My father brought down a dog-eared book with soiled green cloth boards called Exploration Fawcett. It still had the remains of its dust jacket showing three men in a canoe confronting a giant snake. 'You’ll enjoy this,' he whispered with that knowing voice and quiet smile that had made him such an inspiring and popular schoolmaster. 'It’s about an explorer who vanished without trace in the Amazon' ....

In bed at night I read about Lieutenant-Colonel Fawcett, one of the very last heroic Victorian explorers who for ten years had trekked down death-filled rivers surveying stretches of disputed territory on the borders of Bolivia, Peru and Brazil.
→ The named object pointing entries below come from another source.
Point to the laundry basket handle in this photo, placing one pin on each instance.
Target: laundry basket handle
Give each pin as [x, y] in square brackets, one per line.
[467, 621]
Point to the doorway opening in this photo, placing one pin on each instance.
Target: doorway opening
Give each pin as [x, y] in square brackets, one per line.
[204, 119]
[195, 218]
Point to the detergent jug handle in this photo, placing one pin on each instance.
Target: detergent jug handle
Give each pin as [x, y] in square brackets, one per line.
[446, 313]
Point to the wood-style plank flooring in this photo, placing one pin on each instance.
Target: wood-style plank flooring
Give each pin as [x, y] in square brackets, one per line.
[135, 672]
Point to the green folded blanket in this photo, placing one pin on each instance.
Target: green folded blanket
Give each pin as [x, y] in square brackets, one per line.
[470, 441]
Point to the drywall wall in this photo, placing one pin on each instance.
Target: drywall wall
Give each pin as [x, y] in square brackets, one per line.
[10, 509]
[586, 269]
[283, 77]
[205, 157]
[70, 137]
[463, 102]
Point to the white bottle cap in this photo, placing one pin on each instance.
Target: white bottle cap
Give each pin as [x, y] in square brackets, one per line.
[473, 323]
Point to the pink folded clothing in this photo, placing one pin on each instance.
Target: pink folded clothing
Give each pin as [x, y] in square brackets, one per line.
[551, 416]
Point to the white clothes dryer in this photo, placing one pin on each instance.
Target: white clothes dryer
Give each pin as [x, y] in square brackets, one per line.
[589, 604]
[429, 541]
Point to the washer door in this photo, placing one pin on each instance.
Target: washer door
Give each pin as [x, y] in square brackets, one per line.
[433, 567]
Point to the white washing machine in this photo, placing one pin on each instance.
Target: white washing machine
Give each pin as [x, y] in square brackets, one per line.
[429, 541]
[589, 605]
At the river port of Rurrenbaque he had watched a woman suckle a litter of pigs and at Santa Cruz de la Sierra in the tropical lowlands of Bolivia he learned of new-born children being fed to swine. He wrote that one night he had been awakened by a jaguar rubbing against his back as it slunk under his hammock.

Fawcett wrote that no imagination could conjure up a vision equal to the beauty of the reality. The Mato Grosso was irresistible, with its low whistling bird song and gorgeous butterflies. The monochrome photographs in the book depicted a lost world but one that felt intensely familiar. A sketch of a drowning man being eaten by piranhas at the beginning of one chapter emphasised the dangers, while the line drawings of ruins and hieroglyphs raised my expectations of an El Dorado.